Armada perikanan juga menyimpan potensi permasalahan seperti yang dialami oleh armada offshore karena kewenangan penuh pengaturannya tidak berada di tangan Kemenhub. Kementerian Kelautan dan Perikanan (KKP) adalah instansi utama yang mengaturnya. Lembaga ini malah memiliki syahbandar sendiri untuk menegakkan peraturan perundang-undangan terkait kapal perikanan.

Keberadaan Penjagaan Laut dan Pantai atau Indonesia Sea and Coast Guard yang hanya mengemban fungsi keselamatan pelayaran (maritime safety), padahal di banyak negara lembaga ini juga berfungsi menjalankan maritime security atau keamanan maritim, juga dimungkinkan terjadi karena tidak adanya prinsip inklusivitas dalam UU Pelayaran.

Tidak inklusifnya UU Pelayaran sebetulnya bukan hal yang aneh. Di Indonesia hampir semua aturan perundang-undangan disusun dalam keadaan vakum. Kementerian yang mengusulkan satu RUU sangat dikuasai oleh ego sektoralnya masing-masing, sehingga pengaturan yang seharusnya menjadi jurisdiksi kementerian lain tetap saja diklaim dan ingin diatur berdasarkan aturan yang mereka buat.

Kesalahan mendasar UU Pelayaran yang terakhir, ia tidak menerapkan prinsip segregasi. Maksudnya, lembaga baru yang diamanatkan oleh peraturan tersebut untuk dibentuk, dalam hal ini Otoritas Pelabuhan, tidak dipisahkan (segregate) dari induknya, Kemenhub. Maksud dipisahnya lembaga baru dari induknya adalah untuk mencegah conflict of interest yang mungkin saja muncul antara lembaga baru itu dengan induknya ketika menjalankan fungsi yang diembannya.

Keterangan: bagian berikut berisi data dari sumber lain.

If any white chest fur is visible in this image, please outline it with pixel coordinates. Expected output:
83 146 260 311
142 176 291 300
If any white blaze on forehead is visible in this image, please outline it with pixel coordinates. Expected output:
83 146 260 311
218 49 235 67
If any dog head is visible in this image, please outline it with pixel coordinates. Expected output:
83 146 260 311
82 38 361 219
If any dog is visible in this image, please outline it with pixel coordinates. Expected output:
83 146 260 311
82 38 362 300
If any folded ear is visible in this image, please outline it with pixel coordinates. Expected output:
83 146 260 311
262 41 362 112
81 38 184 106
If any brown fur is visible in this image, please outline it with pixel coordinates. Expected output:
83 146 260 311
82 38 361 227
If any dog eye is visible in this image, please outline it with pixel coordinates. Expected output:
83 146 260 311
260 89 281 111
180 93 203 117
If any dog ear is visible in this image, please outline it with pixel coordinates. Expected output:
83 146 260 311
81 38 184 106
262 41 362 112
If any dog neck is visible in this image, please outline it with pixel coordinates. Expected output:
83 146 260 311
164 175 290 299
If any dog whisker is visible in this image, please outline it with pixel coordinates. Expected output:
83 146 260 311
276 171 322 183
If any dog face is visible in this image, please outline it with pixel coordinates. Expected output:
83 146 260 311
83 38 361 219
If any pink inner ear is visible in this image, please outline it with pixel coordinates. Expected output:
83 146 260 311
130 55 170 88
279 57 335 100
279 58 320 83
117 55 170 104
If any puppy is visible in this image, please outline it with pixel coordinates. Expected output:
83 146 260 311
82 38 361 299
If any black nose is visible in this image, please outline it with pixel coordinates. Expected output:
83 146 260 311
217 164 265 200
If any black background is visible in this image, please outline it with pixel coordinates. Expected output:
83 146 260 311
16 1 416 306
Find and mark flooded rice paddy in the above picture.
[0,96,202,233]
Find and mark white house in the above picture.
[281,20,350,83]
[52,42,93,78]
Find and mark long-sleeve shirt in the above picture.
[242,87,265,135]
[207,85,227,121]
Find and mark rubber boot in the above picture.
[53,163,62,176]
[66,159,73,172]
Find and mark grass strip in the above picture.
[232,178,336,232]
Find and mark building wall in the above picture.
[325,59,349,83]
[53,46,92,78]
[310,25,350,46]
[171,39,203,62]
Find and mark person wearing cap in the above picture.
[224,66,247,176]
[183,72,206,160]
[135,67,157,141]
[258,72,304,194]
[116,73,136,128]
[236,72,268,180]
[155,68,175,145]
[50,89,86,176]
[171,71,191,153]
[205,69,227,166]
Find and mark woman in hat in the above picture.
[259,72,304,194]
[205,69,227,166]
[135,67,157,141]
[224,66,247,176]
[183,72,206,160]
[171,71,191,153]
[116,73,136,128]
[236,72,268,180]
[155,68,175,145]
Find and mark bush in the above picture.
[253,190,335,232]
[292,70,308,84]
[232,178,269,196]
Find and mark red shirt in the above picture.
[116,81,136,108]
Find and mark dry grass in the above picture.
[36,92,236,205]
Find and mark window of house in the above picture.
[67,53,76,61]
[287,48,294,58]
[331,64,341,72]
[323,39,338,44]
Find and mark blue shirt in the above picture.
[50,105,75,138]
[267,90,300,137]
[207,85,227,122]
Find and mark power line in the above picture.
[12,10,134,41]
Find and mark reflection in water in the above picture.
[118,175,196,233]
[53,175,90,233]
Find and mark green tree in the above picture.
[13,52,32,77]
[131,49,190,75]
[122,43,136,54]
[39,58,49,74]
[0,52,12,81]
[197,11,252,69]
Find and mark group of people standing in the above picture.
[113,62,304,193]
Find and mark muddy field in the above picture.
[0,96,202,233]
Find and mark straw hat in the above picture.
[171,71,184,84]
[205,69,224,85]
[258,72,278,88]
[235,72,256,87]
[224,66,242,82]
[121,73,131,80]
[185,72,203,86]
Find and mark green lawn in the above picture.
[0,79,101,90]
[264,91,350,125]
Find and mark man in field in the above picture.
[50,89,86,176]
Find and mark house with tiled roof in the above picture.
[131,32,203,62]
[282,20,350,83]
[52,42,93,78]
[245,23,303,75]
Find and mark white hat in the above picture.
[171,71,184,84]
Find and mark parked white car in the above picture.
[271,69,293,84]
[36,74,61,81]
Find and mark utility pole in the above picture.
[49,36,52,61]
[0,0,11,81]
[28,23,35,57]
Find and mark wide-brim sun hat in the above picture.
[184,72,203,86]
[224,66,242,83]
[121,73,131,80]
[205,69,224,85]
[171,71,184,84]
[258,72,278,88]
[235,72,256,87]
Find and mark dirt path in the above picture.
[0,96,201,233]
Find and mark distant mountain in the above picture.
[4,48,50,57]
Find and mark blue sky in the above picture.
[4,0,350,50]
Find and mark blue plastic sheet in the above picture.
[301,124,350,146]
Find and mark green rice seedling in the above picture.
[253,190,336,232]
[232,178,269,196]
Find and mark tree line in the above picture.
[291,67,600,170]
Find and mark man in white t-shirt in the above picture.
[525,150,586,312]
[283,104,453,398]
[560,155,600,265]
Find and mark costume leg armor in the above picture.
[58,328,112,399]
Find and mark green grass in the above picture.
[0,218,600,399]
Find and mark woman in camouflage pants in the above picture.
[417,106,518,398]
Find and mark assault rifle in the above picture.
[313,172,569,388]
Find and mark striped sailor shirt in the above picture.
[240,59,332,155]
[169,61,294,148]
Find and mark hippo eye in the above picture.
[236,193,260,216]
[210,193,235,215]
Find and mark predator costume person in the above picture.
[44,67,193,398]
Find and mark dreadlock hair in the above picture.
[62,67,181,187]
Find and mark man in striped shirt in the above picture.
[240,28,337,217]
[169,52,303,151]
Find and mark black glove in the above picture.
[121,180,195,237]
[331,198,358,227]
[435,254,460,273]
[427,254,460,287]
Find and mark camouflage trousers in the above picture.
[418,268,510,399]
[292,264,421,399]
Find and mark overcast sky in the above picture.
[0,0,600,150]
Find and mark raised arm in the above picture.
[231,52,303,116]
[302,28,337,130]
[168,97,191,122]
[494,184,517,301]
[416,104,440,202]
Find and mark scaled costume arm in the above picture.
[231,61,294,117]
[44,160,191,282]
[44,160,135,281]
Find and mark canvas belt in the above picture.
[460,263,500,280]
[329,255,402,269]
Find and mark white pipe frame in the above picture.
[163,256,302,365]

Di samping itu, prinsip segregasi menjadikan personil yang mengisi jabatan di lembaga baru lebih kredibel karena dipilih dengan syarat-syarat yang ketat, bahkan difit-and-proper test di parlemen. Sayangnya, prinsip segregasi tidak menjiwai UU Pelayaran sehingga personil yang ditunjuk untuk mengawaki OP dipilih tidak berdasarkan prinsip the right man on the right place, melainkan like dan dislike. Jadinya, lembaga itu dinilai tidak akan sanggup memajukan pelabuhan nasional.